T.H. Druitt (Université Blaise Pascal & CNRS, Clermont-Ferrand, France)
G. Bruni, P. Lettieri, J. Yates (University College, London)

Small volume pyroclastic flows are highly concentrated granular avalanches of 
hot (200-700 °C) volcanic debris fluidized, or partly fluidized, by escaping 
gases. They form by gravitational collapse of lava domes, by fallback of 
vertical eruption columns, or by rapid sedimentation from turbulent 
pyroclastic suspensions. Flows of different origins exhibit different degrees 
of friction reduction by fluidization.  When fluidized at high temperature, 
and while being agitated mechanically (probably analagous to shear in the 
natural system) some pyroclastic flow materials pass through three distinct 
states as the vertical gas velocity is increased: (1) aerated, (2) 
homogeneously fluidized, and (3) bubbling states.  Defluidization from high 
initial gas velocity, as might occur progressively in a propagating 
pyroclastic flow, takes place first by bubble evacuation, then by homogeneous 
hindered settling with progressive aggradation of a basal aerated layer. 

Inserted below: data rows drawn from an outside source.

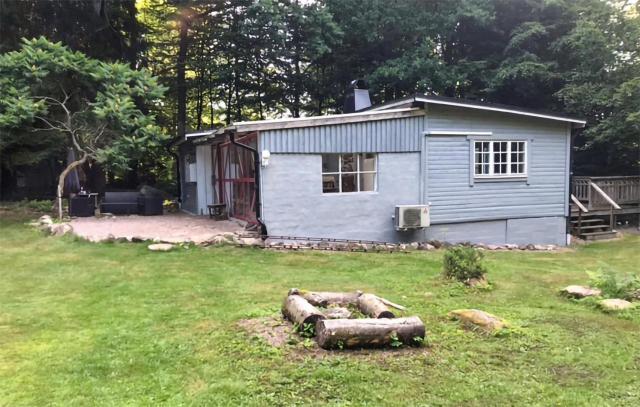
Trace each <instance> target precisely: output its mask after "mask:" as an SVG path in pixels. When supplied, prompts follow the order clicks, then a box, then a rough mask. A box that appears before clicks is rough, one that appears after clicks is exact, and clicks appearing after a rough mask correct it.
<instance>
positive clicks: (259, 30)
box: [0, 0, 640, 184]
mask: <svg viewBox="0 0 640 407" xmlns="http://www.w3.org/2000/svg"><path fill="white" fill-rule="evenodd" d="M639 8H640V6H639V5H638V3H637V2H635V1H618V0H613V1H603V0H317V1H314V0H306V1H299V0H209V1H186V0H137V1H136V0H86V1H68V0H22V1H17V0H0V53H4V52H7V51H11V50H15V49H18V48H19V47H20V44H21V39H22V38H34V37H39V36H44V37H46V38H48V39H50V40H52V41H60V42H62V43H63V44H65V45H67V46H69V47H70V48H71V49H73V50H78V51H81V52H83V53H85V54H87V55H88V56H90V57H93V58H97V59H100V60H104V61H122V62H125V63H127V64H129V65H130V66H131V67H132V68H135V69H140V68H145V69H148V70H149V71H150V72H151V73H152V74H153V75H155V76H157V77H158V78H159V80H160V82H161V84H162V85H164V86H166V87H167V88H168V91H167V93H166V97H165V98H164V99H163V100H161V101H158V103H157V105H156V106H155V109H156V110H157V112H155V113H156V117H157V118H158V121H159V124H160V125H161V126H162V127H163V128H164V129H165V130H166V132H167V133H168V134H170V135H172V136H173V137H180V135H181V134H184V132H185V131H188V130H189V129H207V128H212V127H216V126H220V125H223V124H226V123H230V122H233V121H238V120H252V119H261V118H271V117H284V116H294V117H297V116H304V115H318V114H327V113H336V112H340V108H341V106H342V102H343V98H344V92H345V90H346V88H347V85H348V83H349V82H350V81H352V80H353V79H358V78H362V79H365V80H366V82H367V83H368V84H369V86H370V91H371V96H372V100H373V101H374V102H385V101H389V100H392V99H395V98H398V97H402V96H406V95H409V94H412V93H415V92H420V93H427V94H437V95H446V96H454V97H463V98H470V99H477V100H486V101H491V102H499V103H505V104H512V105H517V106H522V107H529V108H537V109H543V110H550V111H560V112H564V113H567V114H572V115H577V116H580V117H585V118H586V119H587V120H588V125H587V128H586V129H585V131H583V132H582V133H581V134H580V135H579V136H578V137H577V139H576V142H575V168H574V170H575V172H576V173H579V174H580V173H582V174H589V175H596V174H618V175H621V174H636V173H637V172H638V162H639V155H640V149H639V148H640V147H639V143H640V13H639V11H640V10H639ZM2 138H3V140H0V155H1V159H2V166H3V171H4V172H10V171H11V169H12V167H13V166H19V165H35V164H36V163H37V162H39V161H42V160H43V159H47V158H49V159H51V158H52V157H53V158H55V159H58V160H61V159H63V158H64V156H65V153H64V151H60V146H59V144H58V143H55V141H52V140H53V139H52V138H47V139H44V138H38V137H35V136H33V135H31V134H29V133H28V132H27V131H24V132H22V133H21V132H19V131H18V132H15V131H14V132H12V133H11V134H7V133H3V137H2ZM171 163H172V155H171V150H170V148H158V149H156V151H155V152H152V153H149V154H148V155H147V156H145V157H144V158H141V159H136V160H132V162H131V163H130V165H129V167H130V170H129V171H128V174H125V175H123V178H122V179H124V180H125V182H129V183H130V184H133V183H139V182H141V175H142V174H145V176H146V177H147V178H149V174H152V175H153V177H151V178H153V179H154V180H156V181H159V180H165V181H170V180H171V178H172V176H173V175H172V174H173V173H172V171H171V170H170V167H171ZM145 179H146V178H145Z"/></svg>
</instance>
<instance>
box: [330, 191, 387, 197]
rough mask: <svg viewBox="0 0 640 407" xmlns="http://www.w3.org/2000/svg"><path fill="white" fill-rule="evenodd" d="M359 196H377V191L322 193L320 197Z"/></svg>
mask: <svg viewBox="0 0 640 407" xmlns="http://www.w3.org/2000/svg"><path fill="white" fill-rule="evenodd" d="M361 195H378V191H360V192H323V193H322V196H361Z"/></svg>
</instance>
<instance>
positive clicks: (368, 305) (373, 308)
mask: <svg viewBox="0 0 640 407" xmlns="http://www.w3.org/2000/svg"><path fill="white" fill-rule="evenodd" d="M358 308H359V309H360V311H361V312H362V313H363V314H365V315H368V316H370V317H371V318H395V315H394V314H393V312H391V311H389V308H387V306H386V305H384V302H382V301H381V300H380V298H378V297H377V296H375V295H373V294H362V295H361V296H360V297H358Z"/></svg>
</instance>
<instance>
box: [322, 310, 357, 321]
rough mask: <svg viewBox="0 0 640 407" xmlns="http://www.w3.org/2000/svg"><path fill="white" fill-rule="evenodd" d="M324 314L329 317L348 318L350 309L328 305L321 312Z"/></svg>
mask: <svg viewBox="0 0 640 407" xmlns="http://www.w3.org/2000/svg"><path fill="white" fill-rule="evenodd" d="M323 314H324V316H325V317H327V318H329V319H349V318H351V311H349V310H348V309H347V308H344V307H329V308H327V310H326V311H324V312H323Z"/></svg>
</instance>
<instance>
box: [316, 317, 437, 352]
mask: <svg viewBox="0 0 640 407" xmlns="http://www.w3.org/2000/svg"><path fill="white" fill-rule="evenodd" d="M424 336H425V327H424V324H423V323H422V321H421V320H420V318H418V317H407V318H394V319H373V318H367V319H325V320H320V321H318V322H317V324H316V340H317V342H318V345H320V347H322V348H323V349H335V348H361V347H382V346H389V345H391V344H392V343H395V342H396V341H398V342H401V343H402V344H405V345H418V344H420V343H422V342H423V340H424Z"/></svg>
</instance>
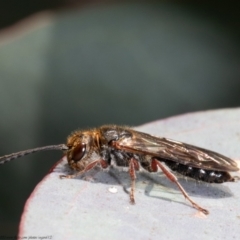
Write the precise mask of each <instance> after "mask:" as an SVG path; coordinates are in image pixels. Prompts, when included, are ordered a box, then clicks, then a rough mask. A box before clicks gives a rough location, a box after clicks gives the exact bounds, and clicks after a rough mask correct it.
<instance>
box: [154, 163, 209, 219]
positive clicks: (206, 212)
mask: <svg viewBox="0 0 240 240" xmlns="http://www.w3.org/2000/svg"><path fill="white" fill-rule="evenodd" d="M157 166H158V167H160V168H161V170H162V172H163V173H164V174H165V175H166V177H167V178H168V179H169V180H170V181H172V182H174V183H175V184H176V185H177V186H178V188H179V190H180V191H181V192H182V194H183V196H184V197H185V198H186V199H187V200H188V201H189V202H190V203H191V204H192V205H193V207H194V208H196V209H198V210H199V211H201V212H203V213H204V214H206V215H207V214H209V211H208V210H206V209H204V208H202V207H200V206H199V205H198V204H197V203H195V202H194V201H193V200H192V199H191V198H190V197H189V196H188V194H187V192H186V191H185V190H184V188H183V187H182V186H181V184H180V183H179V182H178V180H177V178H176V177H175V176H174V175H173V174H172V173H171V172H170V171H169V170H168V169H167V168H165V167H164V165H163V164H162V163H161V162H160V161H158V160H156V159H152V168H153V169H154V170H157Z"/></svg>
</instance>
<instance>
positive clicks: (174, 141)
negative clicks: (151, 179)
mask: <svg viewBox="0 0 240 240" xmlns="http://www.w3.org/2000/svg"><path fill="white" fill-rule="evenodd" d="M130 132H131V133H132V136H130V137H123V138H120V139H119V140H117V141H116V146H117V148H119V149H122V150H125V151H128V152H132V153H138V154H144V155H150V156H153V157H158V158H163V159H168V160H172V161H174V162H179V163H181V164H184V165H188V166H191V167H195V168H203V169H209V170H217V171H238V170H239V168H238V166H237V163H236V162H235V161H233V160H232V159H230V158H228V157H225V156H223V155H221V154H219V153H216V152H213V151H210V150H207V149H203V148H199V147H196V146H193V145H190V144H186V143H182V142H178V141H174V140H171V139H167V138H158V137H154V136H152V135H149V134H146V133H142V132H138V131H135V130H130Z"/></svg>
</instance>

Friction in the aerated layer then increases from the base up by pressure 
diffusion in the loosely packed state until degassing is complete. Recent 
work has placed certain constraints on the origin of the gases that generate 
fluidization in pyroclastic flows. The development of physically realistic 
models of pyroclastic flows offers an important challenge for the future.